幼い頃、祖父が語ってくれた「山に棲む魔物」の境界線。
母が少女時代に目撃したという、闇夜に浮かぶ「火の玉」。
父が遭遇した、地獄の鬼に足を引っ張られたという、生々しい闘病生活の記憶……。
大人になった今、世間はそれを「オカルト」と呼びますが、私にとっては大切な「サブカルチャー」。
ただ話を聞くだけでは飽き足らず、集めた怪異のエッセンスを自分なりにブレンドし、新しい「怪談話」へと昇華(創作)させることが、私の密かなライフワークなのです。
――――――
とはいえ、普通に暮らしていてそんなに都合よく怪異には出会えません。
たとえば母が見た火の玉の話も、元はこうです。
「昔、住んでた家よりも更に山奥にある集落の親戚の家へ行く途中にある墓地に、夜、火の玉が飛んでいた」
実にありきたりです(笑)。

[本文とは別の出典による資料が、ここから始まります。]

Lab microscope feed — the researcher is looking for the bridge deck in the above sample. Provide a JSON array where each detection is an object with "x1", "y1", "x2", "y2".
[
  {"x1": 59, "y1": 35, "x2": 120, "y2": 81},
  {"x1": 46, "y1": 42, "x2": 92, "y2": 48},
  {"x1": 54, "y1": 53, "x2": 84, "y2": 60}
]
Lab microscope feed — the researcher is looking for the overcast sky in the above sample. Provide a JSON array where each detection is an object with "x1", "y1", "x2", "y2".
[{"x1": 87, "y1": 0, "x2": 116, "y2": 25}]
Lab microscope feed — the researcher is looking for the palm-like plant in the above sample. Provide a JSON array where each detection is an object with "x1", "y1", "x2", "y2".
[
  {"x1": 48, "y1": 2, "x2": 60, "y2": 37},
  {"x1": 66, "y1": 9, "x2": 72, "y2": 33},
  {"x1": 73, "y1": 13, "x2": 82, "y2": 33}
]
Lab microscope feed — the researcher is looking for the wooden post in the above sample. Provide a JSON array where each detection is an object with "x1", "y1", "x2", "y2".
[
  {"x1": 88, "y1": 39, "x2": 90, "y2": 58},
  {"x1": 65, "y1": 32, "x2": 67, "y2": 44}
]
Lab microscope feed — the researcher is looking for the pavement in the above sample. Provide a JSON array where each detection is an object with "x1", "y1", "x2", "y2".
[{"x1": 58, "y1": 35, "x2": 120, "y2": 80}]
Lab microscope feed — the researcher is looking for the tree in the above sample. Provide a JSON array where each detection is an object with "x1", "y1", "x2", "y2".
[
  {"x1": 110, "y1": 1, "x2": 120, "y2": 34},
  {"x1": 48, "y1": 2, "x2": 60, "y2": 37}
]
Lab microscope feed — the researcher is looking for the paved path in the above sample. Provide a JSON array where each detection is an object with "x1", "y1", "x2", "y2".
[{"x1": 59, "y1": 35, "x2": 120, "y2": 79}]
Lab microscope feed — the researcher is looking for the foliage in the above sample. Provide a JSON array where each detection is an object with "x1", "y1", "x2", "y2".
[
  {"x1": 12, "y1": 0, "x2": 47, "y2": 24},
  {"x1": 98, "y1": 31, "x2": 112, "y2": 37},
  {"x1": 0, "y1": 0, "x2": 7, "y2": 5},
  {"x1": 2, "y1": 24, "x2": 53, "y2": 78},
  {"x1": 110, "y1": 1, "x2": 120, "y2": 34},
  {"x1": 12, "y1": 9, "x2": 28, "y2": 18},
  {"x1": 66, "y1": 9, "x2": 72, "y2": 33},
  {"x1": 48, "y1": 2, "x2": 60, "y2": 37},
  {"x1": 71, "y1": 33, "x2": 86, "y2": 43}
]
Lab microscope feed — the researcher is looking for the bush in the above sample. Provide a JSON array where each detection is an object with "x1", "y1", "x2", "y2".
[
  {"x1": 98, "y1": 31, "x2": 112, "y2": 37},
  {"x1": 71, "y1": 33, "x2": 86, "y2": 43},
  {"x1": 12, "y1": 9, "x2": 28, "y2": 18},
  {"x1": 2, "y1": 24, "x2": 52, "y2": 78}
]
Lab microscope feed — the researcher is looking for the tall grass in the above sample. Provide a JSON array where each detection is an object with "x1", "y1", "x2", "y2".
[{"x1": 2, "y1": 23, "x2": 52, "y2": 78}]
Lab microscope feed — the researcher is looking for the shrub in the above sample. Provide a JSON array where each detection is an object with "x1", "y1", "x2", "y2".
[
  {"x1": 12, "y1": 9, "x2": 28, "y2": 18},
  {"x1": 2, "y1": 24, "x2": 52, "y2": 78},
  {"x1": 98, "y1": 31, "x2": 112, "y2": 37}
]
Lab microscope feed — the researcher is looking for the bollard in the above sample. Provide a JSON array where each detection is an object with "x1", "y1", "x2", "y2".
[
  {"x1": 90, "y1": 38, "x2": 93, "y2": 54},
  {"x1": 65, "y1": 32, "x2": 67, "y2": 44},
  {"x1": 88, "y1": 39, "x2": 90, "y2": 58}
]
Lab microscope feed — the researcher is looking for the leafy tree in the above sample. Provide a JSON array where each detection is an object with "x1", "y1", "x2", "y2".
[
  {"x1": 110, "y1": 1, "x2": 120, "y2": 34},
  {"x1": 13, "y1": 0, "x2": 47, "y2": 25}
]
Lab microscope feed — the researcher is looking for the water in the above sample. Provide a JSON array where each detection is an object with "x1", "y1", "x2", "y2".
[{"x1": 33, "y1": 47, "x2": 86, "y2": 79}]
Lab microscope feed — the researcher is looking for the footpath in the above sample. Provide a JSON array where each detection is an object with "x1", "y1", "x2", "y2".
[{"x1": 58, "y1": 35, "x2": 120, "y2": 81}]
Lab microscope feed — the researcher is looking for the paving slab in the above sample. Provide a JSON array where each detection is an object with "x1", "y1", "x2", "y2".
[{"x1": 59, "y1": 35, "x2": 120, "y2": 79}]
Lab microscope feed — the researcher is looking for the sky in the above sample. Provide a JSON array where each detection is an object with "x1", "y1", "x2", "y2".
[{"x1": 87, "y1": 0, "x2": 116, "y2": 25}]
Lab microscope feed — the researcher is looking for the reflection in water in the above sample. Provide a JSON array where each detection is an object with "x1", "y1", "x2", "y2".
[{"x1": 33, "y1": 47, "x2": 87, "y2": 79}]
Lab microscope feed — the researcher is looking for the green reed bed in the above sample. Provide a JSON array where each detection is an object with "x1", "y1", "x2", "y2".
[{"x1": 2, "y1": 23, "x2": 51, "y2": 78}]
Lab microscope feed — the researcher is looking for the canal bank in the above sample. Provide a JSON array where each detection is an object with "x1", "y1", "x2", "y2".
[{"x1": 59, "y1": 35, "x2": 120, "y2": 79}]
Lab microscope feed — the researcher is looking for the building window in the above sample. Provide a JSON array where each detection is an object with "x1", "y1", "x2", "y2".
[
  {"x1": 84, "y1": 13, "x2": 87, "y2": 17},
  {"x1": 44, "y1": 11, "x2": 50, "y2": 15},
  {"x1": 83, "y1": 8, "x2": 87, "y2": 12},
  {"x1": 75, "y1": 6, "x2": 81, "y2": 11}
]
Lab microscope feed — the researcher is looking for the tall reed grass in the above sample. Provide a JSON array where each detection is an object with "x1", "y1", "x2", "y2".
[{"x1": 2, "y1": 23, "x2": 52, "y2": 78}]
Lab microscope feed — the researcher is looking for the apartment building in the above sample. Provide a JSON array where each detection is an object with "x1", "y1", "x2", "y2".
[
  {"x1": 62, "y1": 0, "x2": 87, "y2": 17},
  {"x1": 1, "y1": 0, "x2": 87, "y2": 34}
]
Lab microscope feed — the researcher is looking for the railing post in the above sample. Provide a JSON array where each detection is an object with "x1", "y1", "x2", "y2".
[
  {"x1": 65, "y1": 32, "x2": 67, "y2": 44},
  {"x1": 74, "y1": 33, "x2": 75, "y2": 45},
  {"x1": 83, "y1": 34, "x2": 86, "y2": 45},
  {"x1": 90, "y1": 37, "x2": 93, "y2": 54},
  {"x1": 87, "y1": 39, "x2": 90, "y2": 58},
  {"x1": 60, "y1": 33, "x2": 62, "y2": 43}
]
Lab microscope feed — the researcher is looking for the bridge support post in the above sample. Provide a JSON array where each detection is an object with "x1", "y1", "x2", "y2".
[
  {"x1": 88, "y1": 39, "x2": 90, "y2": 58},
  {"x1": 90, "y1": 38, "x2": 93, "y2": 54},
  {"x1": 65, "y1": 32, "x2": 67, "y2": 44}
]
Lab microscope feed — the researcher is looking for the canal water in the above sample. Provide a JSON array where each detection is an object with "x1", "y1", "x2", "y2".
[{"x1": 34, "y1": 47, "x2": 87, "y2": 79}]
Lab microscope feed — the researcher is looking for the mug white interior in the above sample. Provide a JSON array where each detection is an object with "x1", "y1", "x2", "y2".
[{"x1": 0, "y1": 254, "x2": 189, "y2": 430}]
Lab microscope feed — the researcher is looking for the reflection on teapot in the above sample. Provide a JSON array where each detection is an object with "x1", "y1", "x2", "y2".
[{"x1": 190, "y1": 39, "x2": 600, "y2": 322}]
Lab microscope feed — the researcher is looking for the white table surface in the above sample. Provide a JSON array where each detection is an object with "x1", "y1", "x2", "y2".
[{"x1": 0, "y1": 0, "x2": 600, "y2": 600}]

本当に怪火だったのか、夜にお参りに来た人のパッと灯したマッチの火か、はたまた「怖い、怖い」と思いながら歩いていた母の見間違いか……。
そのままでは、どうにも締まりが悪い。
だからこそ、そこに「時代の背景」や「人間の業」というスパイスを肉付けし、ひとつの物語に仕上げる。そのプロセスがたまらないのです。
最近は様々なコミュニティにも参加していますが、ディープなネタを持つ方々との会合にはなかなか恵まれず、深刻な「ネタ不足」に陥っていました。
ちなみに。
この怪しい趣味のことは、妻も子供たちも、誰一人として知りません。
もし、私がなんの対策もせず、明日ひょっこりあの世へ旅立ってしまったら。
遺品整理で私のパソコンから「夜な夜な書き殴られた大量の怪談話」が見つかったとき、家族は一体どう思うのでしょう。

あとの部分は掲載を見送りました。